Créquy (Pas-de-Calais)

 

 

 François Pingrenon, curé de Créquy de 1882 à 1899

Le 23 mars 1882. M. François Pingrenon succède à M. Royon servant de Créquy. Il quittait Ablain St Nazaire où il était curé et où il laissait bien regrets. Il était né à Lugy, canton de Fruges : M. Pingrenon appartient à une famille nombreuse, essentiellement religieuse qui se composait de trois garçons et quatre filles. L'aîné de ses frère, prêtre d'un grand talent, est mort missionnaire en chine : l'autre est frère jésuite : trois filles sont soeurs enseignantes,la quatrième habite avec M. le Curé. A sa première visite de son nouveau poste, M. Pingrenon, qui quittait un presbytère de premier ordre et une église que rien n'a pu lui faire oublier, fut douloureusement impressionné de la pauvreté de celle de Créquy et surtout du presbytère qu'il trouva inhabitable. M. Pingrenon hésitait à prendre possession de son poste. Il lui fallut voir la bonne figure qu'on lui faisait et lui donner la promesse formelle de s'occuper tout de suite du presbytère pour le décider à venir sans appréhension. En moins d'un mois, à cause de son bon tact et de ses manières affectueueses, tout le monde était devenu de son parti.

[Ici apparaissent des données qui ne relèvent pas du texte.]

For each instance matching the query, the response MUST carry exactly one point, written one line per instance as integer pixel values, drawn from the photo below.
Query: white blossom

Immédiatement la restauration du presbytère fut faite au goût de M. le curé aux frais de la commune et de M. le curé qui voulut y prendre part.

Cloche fondue sous M. Royon fut refondue à Douai et augmentée de poids. Janvier 1883 eut lieu la bénédiction de cette nouvelle cloche par M. Pringrenon curé de Créquy avec délégation spéciale de Monseigneur Dennel. Etaient présents à la bénédiction les curés d'Embry, de Rimboval et de Coupelle-Neuve. Le prêtre délégué M. Lequien curé d'Embry. La marraine fut Florine Desmons femme de M. Merlin maire, et le parrain Ernest Dufourny qui lui donnèrent le nom de Florine-Ernestine.

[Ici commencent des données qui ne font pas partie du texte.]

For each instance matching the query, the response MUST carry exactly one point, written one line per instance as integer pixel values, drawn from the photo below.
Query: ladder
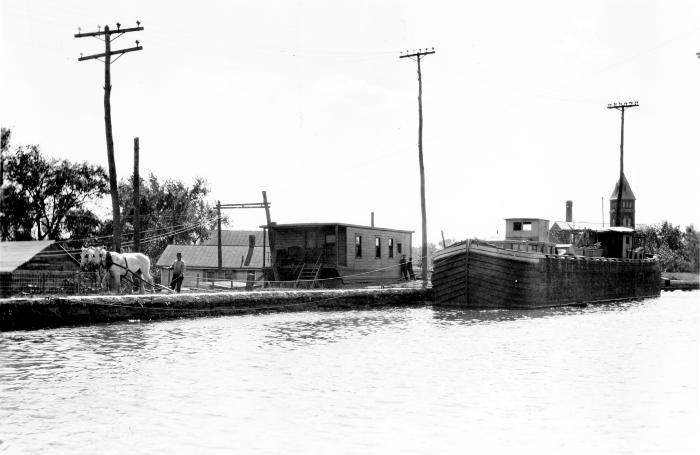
(308, 275)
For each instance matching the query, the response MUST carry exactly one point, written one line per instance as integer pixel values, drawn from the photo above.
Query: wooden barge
(525, 274)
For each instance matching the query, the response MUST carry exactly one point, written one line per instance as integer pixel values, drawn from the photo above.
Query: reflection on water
(454, 315)
(619, 378)
(332, 329)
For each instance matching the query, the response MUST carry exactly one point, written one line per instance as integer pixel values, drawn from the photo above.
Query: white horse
(120, 264)
(90, 260)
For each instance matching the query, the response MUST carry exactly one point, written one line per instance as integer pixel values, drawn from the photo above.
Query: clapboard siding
(493, 277)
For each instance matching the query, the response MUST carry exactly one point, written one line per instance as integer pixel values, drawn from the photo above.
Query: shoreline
(24, 313)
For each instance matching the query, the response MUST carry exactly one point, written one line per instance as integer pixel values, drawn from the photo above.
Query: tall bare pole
(137, 198)
(218, 243)
(271, 235)
(424, 239)
(621, 107)
(107, 56)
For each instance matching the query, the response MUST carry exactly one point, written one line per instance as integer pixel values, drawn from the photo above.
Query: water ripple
(596, 379)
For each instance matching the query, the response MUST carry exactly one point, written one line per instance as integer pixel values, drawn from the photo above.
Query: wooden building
(628, 204)
(530, 229)
(37, 266)
(328, 254)
(241, 253)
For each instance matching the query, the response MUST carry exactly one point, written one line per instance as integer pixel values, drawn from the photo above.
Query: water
(603, 379)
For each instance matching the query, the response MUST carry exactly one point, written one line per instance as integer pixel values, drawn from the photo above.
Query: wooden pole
(218, 223)
(264, 248)
(618, 212)
(424, 237)
(113, 188)
(621, 107)
(273, 252)
(137, 198)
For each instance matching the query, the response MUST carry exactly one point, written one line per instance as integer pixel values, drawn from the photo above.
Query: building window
(310, 240)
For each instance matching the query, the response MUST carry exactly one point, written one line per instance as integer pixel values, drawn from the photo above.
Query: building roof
(15, 254)
(206, 256)
(234, 237)
(596, 227)
(528, 219)
(626, 189)
(577, 225)
(303, 225)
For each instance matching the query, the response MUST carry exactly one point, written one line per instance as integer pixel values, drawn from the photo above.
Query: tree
(691, 244)
(171, 212)
(40, 195)
(677, 250)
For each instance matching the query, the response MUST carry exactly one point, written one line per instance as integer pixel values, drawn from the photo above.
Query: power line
(417, 57)
(107, 56)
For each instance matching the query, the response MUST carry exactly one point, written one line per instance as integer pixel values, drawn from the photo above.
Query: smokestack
(251, 248)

En 1885, assainissement de l'église par le déblaiement d'une masse de terre dans tout le pourtour de ses murs. A la même époque transformation et agrandissment du cimetière sans en changer les limites. Sur la proposition de M. le curé , on supprima les anciennes barrières qui se trouvaient à chaque bout et on en établit une seule en face de l'entrée de l'église avec belles barrières en fer se refermant sur elles-mêmes. La contenance superficielle du cimetière y gagna énormément. Dès son arrivée, M. Pingrenon qui en avait constaté le besoin s'attacha, d'une façon particulière, à amener les fidèles à l'exactitude, à arriver ponctuellement à la messe et aux autres exercices religieux avant le dernier coup de cloche. Il a fait placer une pendule dans l'église. M. Pingrenon établit une petite maîtrise qu'il dirige lui-même. Déjà de jeunes enfants de choeur et d'autres jeunes hommes peuvent suffire à tout. Un harmonium et un monocorde accompagnent le chant et les morceaux de musique à plusieurs voix.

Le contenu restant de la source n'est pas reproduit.